Stroke risk prediction using routine electronic health records enhanced by genetic data and machine learning

Stroke risk prediction using routine electronic health records enhanced by genetic data and machine learning

Principal Investigator: Dr Alexander Knight
Approved Research ID: 55513
Approval date: March 3rd 2020

Lay summary

Stroke is a preventable disorder, so why are stroke units in the UK full? The reasons are complex, but there are three key factors:


  1. We don't do a good job of controlling known risk factors like blood pressure, cholesterol, and diabetes. If we did this better, we could cut the number of strokes by more than half.
  2. We have a poor understanding of how the risk factors combine and how they change over time.
  3. The genetic factors are not well understood. In the future, genetics will become part of health records and could be used to forecast stroke risk.


Our vision is to use information from people's medical records and their genetic profile, to predict their personal stroke risk. By targeting treatments on those patients with the highest risk we will be able to dramatically reduce the numbers of strokes occurring each year.


We will combine data from:

* 10,000 stroke patients who have given us permission to access their medical records and to determine their genetic profile

* The UK Biobank's ~500,000 participants


With this data we will:

  1. Develop a computer model that could be used to predict someone's personal stroke risk from their medical records;
  2. Assess the importance of genes when predicting the risk of stroke


To develop the computer model, we will use advanced techniques in "machine learning" to identify patterns in patients' electronic health records that are linked to higher stroke risk. We need sophisticated methods to interpret these records because they are often incomplete and have long gaps in them. We will test how our model performs, and if successful we will use it to develop a "Clinical Decision Support Tool" that will be able to predict stroke risk from a patient's medical records.

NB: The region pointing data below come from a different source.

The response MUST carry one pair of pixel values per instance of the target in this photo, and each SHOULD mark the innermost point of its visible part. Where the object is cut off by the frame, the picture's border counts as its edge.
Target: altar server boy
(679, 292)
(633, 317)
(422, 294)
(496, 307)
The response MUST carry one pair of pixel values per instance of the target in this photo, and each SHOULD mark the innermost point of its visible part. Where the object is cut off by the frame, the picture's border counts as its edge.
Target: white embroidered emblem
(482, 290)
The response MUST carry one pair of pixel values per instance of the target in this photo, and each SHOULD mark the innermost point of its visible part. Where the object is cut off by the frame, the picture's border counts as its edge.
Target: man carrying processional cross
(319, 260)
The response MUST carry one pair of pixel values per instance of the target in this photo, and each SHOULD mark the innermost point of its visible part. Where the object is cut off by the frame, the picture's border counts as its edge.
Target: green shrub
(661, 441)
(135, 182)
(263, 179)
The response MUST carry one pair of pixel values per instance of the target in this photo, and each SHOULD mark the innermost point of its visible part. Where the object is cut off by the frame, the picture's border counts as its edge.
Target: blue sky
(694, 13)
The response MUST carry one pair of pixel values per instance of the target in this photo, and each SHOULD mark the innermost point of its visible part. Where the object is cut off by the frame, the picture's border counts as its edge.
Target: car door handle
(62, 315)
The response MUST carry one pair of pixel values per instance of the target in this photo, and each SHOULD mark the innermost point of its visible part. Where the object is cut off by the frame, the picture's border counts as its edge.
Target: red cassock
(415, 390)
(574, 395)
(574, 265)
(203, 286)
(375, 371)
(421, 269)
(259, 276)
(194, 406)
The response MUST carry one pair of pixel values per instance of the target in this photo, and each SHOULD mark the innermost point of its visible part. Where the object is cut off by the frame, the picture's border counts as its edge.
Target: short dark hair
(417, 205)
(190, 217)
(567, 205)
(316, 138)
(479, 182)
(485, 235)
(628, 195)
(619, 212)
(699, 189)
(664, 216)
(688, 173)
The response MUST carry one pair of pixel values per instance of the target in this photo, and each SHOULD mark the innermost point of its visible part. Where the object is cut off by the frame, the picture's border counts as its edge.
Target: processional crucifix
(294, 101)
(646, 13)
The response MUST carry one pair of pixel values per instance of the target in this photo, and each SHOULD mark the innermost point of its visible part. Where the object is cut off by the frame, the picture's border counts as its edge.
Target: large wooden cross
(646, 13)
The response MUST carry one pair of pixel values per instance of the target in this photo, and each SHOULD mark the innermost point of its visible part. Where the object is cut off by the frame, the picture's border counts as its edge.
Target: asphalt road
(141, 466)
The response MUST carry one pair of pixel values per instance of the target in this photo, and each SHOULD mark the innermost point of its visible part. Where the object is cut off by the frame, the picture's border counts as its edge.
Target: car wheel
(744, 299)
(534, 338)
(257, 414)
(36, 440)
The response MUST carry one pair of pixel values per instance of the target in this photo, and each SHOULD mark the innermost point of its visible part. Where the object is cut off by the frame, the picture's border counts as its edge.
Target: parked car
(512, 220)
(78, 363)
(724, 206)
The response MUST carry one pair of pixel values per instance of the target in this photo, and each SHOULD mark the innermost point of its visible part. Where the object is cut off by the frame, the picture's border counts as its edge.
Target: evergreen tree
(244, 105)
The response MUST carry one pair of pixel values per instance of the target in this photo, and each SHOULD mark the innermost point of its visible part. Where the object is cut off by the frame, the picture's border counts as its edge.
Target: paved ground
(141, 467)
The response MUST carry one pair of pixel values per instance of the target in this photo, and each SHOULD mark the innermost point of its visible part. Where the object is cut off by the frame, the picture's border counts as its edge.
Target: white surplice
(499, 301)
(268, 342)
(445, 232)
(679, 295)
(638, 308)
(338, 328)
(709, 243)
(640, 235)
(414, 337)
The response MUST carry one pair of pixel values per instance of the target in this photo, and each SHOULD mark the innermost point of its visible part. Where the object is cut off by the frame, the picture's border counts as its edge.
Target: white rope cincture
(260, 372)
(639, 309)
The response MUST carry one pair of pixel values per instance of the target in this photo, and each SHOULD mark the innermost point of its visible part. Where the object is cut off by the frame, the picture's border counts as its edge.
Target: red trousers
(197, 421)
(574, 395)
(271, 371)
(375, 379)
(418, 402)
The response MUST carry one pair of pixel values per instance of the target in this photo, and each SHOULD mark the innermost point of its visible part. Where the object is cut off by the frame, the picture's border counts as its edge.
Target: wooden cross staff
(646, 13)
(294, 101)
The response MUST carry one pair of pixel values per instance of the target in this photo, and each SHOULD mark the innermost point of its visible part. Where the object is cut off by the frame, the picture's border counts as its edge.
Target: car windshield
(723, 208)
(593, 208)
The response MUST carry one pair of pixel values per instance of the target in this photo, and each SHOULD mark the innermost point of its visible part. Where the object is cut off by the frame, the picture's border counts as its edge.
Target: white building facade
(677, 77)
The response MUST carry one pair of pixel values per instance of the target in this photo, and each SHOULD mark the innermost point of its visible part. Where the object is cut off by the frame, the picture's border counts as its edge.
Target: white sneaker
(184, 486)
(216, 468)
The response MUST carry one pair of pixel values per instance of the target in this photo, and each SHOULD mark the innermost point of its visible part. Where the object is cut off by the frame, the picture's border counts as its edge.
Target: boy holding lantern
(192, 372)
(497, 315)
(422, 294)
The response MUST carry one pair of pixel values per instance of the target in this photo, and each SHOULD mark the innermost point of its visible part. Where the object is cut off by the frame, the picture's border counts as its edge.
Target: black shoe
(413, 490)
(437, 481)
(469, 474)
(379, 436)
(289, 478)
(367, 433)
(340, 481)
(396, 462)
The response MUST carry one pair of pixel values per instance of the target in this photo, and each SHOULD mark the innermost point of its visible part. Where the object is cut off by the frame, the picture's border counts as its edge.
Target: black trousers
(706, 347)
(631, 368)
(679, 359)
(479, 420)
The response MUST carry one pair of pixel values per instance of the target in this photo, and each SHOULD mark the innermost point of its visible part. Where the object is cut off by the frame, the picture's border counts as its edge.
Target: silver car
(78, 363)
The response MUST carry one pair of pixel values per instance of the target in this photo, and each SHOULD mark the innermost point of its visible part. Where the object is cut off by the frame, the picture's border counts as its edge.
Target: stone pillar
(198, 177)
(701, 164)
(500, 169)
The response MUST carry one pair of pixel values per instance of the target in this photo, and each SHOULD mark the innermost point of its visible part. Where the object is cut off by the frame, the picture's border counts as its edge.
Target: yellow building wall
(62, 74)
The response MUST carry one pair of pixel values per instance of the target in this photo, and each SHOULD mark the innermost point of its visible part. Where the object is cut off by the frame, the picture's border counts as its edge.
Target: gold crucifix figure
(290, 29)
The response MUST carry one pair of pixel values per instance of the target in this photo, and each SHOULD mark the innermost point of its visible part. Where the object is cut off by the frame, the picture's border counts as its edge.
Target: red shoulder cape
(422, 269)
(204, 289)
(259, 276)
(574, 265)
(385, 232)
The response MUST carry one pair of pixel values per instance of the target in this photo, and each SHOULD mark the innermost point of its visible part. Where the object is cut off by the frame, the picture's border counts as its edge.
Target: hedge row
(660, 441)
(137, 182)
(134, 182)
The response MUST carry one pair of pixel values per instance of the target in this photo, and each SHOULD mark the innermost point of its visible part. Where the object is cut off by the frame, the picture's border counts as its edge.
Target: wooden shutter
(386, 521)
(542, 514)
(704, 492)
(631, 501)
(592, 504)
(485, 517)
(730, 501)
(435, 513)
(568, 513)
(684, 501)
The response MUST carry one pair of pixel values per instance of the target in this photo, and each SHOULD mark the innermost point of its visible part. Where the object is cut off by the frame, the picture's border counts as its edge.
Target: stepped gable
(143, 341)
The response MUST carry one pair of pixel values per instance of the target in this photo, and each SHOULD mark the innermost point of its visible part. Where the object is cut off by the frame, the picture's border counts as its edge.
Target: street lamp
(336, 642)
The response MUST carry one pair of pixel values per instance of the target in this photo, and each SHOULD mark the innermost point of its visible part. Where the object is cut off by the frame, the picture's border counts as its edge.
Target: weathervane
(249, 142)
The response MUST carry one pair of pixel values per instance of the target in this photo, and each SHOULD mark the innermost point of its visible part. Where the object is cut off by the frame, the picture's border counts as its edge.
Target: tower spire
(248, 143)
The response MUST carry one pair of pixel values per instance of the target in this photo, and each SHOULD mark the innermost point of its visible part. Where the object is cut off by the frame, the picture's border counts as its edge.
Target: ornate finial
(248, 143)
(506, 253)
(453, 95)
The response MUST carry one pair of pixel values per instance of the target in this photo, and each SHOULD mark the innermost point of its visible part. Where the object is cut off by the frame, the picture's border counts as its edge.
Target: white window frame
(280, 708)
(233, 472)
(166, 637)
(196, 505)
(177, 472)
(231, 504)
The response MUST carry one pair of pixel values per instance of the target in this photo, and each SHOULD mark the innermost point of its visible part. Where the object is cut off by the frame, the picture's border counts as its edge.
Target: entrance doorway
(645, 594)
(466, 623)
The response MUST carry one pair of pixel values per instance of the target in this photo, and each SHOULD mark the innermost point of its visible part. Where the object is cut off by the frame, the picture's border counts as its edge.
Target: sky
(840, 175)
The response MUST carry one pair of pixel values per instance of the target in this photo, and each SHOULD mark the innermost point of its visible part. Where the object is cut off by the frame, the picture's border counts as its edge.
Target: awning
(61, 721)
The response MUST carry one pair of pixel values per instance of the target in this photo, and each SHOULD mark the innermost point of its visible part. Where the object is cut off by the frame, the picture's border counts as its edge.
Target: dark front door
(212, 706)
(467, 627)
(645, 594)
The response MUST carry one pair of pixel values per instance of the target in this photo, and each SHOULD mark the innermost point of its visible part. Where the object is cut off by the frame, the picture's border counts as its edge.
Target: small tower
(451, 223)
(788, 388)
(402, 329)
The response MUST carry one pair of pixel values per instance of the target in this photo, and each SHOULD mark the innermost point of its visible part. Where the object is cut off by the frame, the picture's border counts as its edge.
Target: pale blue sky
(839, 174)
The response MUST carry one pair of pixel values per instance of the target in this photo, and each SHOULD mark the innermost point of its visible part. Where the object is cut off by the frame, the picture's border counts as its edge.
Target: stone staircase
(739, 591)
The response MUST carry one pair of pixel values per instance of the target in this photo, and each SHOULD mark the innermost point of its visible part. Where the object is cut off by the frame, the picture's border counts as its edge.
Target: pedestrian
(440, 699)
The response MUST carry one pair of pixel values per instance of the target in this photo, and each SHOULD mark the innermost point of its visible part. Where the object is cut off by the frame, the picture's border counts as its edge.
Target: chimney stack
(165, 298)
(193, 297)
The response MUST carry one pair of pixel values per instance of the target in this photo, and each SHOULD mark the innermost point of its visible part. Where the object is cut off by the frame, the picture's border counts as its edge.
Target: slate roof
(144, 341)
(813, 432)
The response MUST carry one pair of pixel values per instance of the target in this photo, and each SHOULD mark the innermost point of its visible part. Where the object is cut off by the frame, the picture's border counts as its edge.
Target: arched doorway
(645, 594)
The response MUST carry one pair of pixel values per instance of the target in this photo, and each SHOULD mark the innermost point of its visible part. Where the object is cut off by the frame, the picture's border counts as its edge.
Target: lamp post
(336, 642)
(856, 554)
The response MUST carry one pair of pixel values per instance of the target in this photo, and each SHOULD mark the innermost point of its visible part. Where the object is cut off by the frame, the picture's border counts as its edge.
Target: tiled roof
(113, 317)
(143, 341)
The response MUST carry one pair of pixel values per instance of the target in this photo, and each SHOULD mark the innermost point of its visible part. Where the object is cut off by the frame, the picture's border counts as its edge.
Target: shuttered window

In the future an important part of people's medical data will be their genetics. 100,000 genomes have already been sequenced by Genomics England, but to put this data to work, we need to understand how someone's DNA influences their risk of stroke and how it interacts with other risk factors.


The combination of genetic data with medical records will enable accurate risk predictions and greatly improve the targeting of treatments onto those patients who need it the most; ultimately this will significantly reduce the numbers of strokes that occur each year.